Cardiopulmonary bypass (CPB) causes
acute lung injury.
Reactive oxygen species (ROS) from
NADPH oxidase may contribute to this injury. To determine the role of
NADPH oxidase, we pretreated pigs with structurally dissimilar
NADPH oxidase inhibitors. Low-dose
apocynin (4-hydroxy-3-methoxy-
acetophenone; 200 mg/kg, n = 6), high-dose
apocynin (400 mg/kg, n = 6), or
diphenyleneiodonium (DPI; 8 mg/kg) was compared with diluent (n = 8). An additional group was treated with
indomethacin (10 mg/kg, n = 3). CPB was performed for 2 h with deflated lungs, complete pulmonary artery occlusion, and bronchial artery
ligation to maximize
lung injury. Parameters of pulmonary function were evaluated for 25 min following CPB. Blood chemiluminescence indicated neutrophil ROS production. Electron paramagnetic resonance determined the effect of
apocynin and DPI on in vitro pulmonary endothelial ROS production following
hypoxia-reoxygenation. Both
apocynin and DPI attenuated blood chemiluminescence and post-CPB
hypoxemia. At 25 min post-CPB with Fi(O(2)) = 1, arterial Po(2) (Pa(o(2))) averaged 52 +/- 5, 162 +/- 54, 335 +/- 88, and 329 +/- 119 mmHg in control, low-dose
apocynin, high-dose
apocynin, and DPI-treated groups, respectively (P < 0.01).

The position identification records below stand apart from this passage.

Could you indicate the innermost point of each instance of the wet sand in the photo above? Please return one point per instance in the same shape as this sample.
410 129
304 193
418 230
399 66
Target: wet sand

Indomethacin had no effect. Pa(O(2)) correlated with blood chemiluminescence measured after drug administration before CPB (R = -0.60, P < 0.005). Neither
apocynin nor DPI prevented the increased tracheal pressure, plasma
cytokine concentrations (
tumor necrosis factor-alpha and IL-6), extravascular lung water, and pulmonary vascular
protein permeability observed in control pigs.
NADPH oxidase inhibition, but not
xanthine oxidase inhibition, significantly blocked endothelial ROS generation following
hypoxia-reoxygenation (P < 0.05).
NADPH oxidase-derived ROS contribute to the severe
hypoxemia but not to the increased
cytokine generation and pulmonary vascular
protein permeability, which occur following CPB.